Fotos: Karl-Heinz Rottmann

Der Altweibertag hat bei der KKG einen ganz eigenen Start. Das Chorgestühl in St. Nicolai ist ja nicht für Ordensleute, sondern für die Bürgerinnen und Bürger gemacht. Das wissen die Bruderschaften und Gilden der Stadt besonders gut, da sie dort ihre Jahresmessen feiern. Als die Garde und der Elferrat der KKG wie schon häufig zu Beginn ihres Sessionstages zum Morgengebet und Totengedenken zum Chor der Kirche schritten, hatten Küster Josef Neinhüs und Pastor Alois van Doornick schon ihren ersten Spaß: Die Damen gingen nach links und die Herren nach rechts. Dabei lachten die beiden nicht nur über die brave Geschlechtertrennung. Vom Herrn am Kreuz aus gesehen saßen die Herren auch noch zu „seiner Linken“ bei den „Böcken“. Mit gut 30 Leuten lässt sich in der guten Akustik von St.

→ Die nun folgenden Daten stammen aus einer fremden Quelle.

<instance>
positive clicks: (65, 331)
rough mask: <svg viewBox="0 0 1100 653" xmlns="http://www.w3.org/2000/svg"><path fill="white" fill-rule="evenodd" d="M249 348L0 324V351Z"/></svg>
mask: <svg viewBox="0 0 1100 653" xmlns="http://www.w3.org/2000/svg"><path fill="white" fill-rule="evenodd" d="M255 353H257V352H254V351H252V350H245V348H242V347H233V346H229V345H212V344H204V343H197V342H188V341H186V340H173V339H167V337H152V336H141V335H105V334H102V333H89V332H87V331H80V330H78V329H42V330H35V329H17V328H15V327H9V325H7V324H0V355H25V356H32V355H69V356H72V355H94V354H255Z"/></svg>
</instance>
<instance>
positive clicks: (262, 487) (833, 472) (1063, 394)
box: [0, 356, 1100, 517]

Nicolai im Vorgriff auf das „Helau“ gut das artverwandte „Halleluja“ singen. Anschließend hatte der Pastor noch so seine Bemerkungen zum Kalkarer integrierten Handlungskonzept in Sachen Pflasterung des Marktplatzes: „Fußzonen-Reflex-Massage“ benannte er die Begehung des historischen Bodens. Das Pilatusbild von Jan Joest aus dem Jahr 1509 zeigt bereits das Marktpflaster mit den Rhein-Kieselsteinen. Zudem wusste er von den Beinamen der niederrheinischen Orte zu berichten, nicht nir von den Keppelner „Queeken“, den Uedemer „Knollen“, den Gocher „Wäwers“, dem „Kervendonkse Kekkvorst“, den Wisseler „Kiwitten“, Appeldorner „Ratten“, Kehrumer „Bökk“, nein die Tradition scheint für die Kalkarer eine etwas sehr abschätzige , aber vielleicht mit dem Kalkarer Marktpflaster zusammenhängende Bezeichnung zu pflegen: „Kalkarsse Keijjeschitters“. Schließlich schritten die Karnevalisten noch zur Verleihung ihres Jubiläumsordens und platzierten sich zum Foto, dessen Background vor 208 mittelalterlichen Köpfen im Hochaltar der Fotograf zurecht als „für Karnevalisten einzigartig“ bezeichnete.